Slice of Life: When (the) Lightning (Thief) Strikes

Slice of Life(This is part of the Slice of Life project at Two Writing Teachers)

We finally got around to our field trip (it had been snowed out on us last week) to see the Lightning Thief movie yesterday (known as Percy Jackson and the Olympians to those folks in the movie business). We read the book as a class novel and I already blogged my own thoughts on the movie version of the book. So, when we got back from the theater, I was curious to know what they thought but I resisted offering my own thoughts until the end of our talk, which ranged more than 30 minutes of engaged conversations. Hands were up all around the room. Heads were nodding to the points made by others, particularly about how the movie did not quite intersect as neatly with the book as my students would have expected.

Like me, they were baffled by a number of main events left out of the movie, and they were just so thoughtful about dissecting the flick that I was felt so proud of them.

First of all, I was proud that they knew the book so deeply that they could see the flaws of the movie (OK, so the flaws were big enough to drive a truck through but still …). Second, I was proud because they saw Hollywood gloss for what it is (sell the tickets!), with one student even noting the change in ages of characters “so that they could flirt and get away with it, and reach older kids.”

We all admitted that if you had not read the book, you would view the movie as a fun adventure flick full of  Greek mythology. But reading the book made us all critical viewers and who can argue with that? I’m now glad that the movie was so different.

And it was fun sitting in the theater with my 80 kids, munching on popcorn, a bit of candy and some fruit punch. So I just laughed when, on the bus ride home, one student asked,  “Can’t we just make every Monday a trip to the movies, Mr. H?”

Yeah. I wish.

Peace (in the dark),

  1. Wow, sounds like a wonderful Monday with your kids. I love it when kids rise to the occasion and show us what they have!

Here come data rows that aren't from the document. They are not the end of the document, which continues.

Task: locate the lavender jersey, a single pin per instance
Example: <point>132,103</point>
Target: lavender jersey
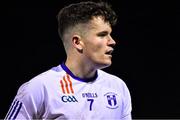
<point>58,94</point>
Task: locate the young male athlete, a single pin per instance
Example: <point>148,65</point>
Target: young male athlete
<point>78,88</point>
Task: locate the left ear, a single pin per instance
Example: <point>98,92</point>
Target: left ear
<point>77,42</point>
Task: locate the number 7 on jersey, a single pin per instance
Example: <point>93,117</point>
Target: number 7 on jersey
<point>91,102</point>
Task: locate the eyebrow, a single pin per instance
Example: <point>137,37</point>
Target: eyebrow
<point>103,33</point>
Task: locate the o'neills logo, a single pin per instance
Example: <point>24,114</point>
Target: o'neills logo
<point>66,85</point>
<point>67,88</point>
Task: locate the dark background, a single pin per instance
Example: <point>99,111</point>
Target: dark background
<point>146,55</point>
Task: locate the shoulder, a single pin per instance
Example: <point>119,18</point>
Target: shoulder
<point>113,81</point>
<point>109,76</point>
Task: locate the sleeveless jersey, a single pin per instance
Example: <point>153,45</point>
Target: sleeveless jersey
<point>58,94</point>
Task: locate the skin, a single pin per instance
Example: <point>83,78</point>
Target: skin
<point>88,47</point>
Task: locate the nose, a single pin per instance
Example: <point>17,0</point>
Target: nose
<point>111,41</point>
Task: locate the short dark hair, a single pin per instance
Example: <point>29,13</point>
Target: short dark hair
<point>83,12</point>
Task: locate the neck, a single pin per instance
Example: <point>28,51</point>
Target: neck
<point>80,69</point>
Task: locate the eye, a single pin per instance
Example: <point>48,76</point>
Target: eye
<point>102,34</point>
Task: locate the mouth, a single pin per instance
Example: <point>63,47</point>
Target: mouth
<point>109,52</point>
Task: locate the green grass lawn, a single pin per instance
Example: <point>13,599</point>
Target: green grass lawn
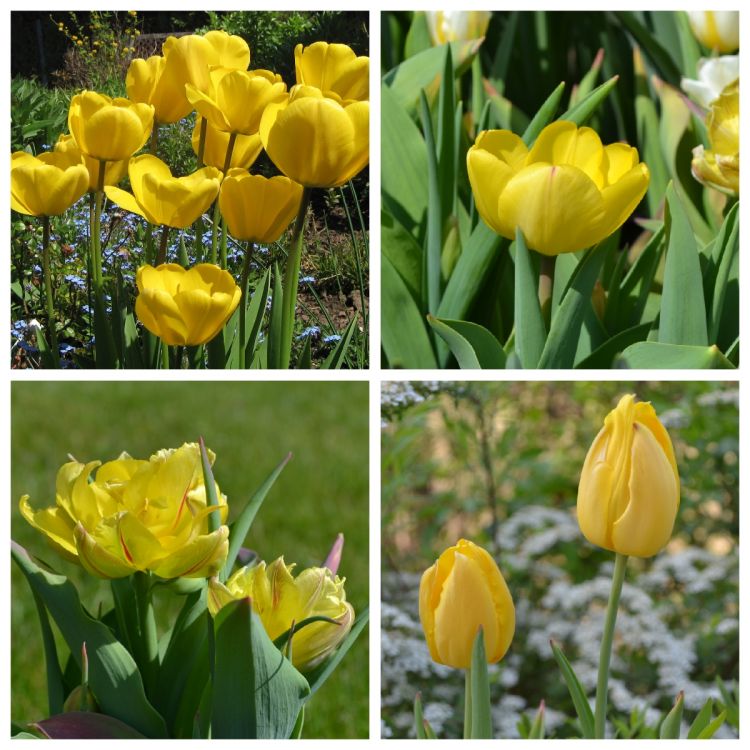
<point>250,427</point>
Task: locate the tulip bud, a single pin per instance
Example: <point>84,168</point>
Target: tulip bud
<point>462,591</point>
<point>629,491</point>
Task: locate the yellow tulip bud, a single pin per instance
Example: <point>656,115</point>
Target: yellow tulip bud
<point>246,148</point>
<point>333,68</point>
<point>185,307</point>
<point>258,209</point>
<point>136,515</point>
<point>163,199</point>
<point>629,491</point>
<point>317,140</point>
<point>280,599</point>
<point>114,171</point>
<point>718,30</point>
<point>566,193</point>
<point>46,185</point>
<point>463,591</point>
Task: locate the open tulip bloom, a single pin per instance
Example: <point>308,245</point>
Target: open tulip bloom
<point>236,654</point>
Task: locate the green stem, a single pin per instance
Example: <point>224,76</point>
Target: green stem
<point>48,298</point>
<point>605,653</point>
<point>291,281</point>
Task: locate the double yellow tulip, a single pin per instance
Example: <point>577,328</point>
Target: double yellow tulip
<point>135,515</point>
<point>185,307</point>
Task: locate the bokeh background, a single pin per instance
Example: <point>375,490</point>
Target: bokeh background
<point>499,463</point>
<point>250,427</point>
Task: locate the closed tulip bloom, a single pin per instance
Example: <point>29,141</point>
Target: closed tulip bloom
<point>237,102</point>
<point>333,68</point>
<point>281,599</point>
<point>163,199</point>
<point>463,591</point>
<point>316,140</point>
<point>109,129</point>
<point>131,515</point>
<point>185,306</point>
<point>566,193</point>
<point>114,171</point>
<point>718,30</point>
<point>246,149</point>
<point>46,185</point>
<point>629,491</point>
<point>258,209</point>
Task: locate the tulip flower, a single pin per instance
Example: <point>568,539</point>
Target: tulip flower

  2. I love that critical thinking piece of comparing movie to book. I did the same thing with my students when the City of Ember movie came out. Great conversations and compare/contrast afterward.

  3. Authentic experiences really do bring out the best in kids! Going to the movies may sound frivolous but the richness of your class conversations and the high engagement/participation are proof they can be great learning opportunities.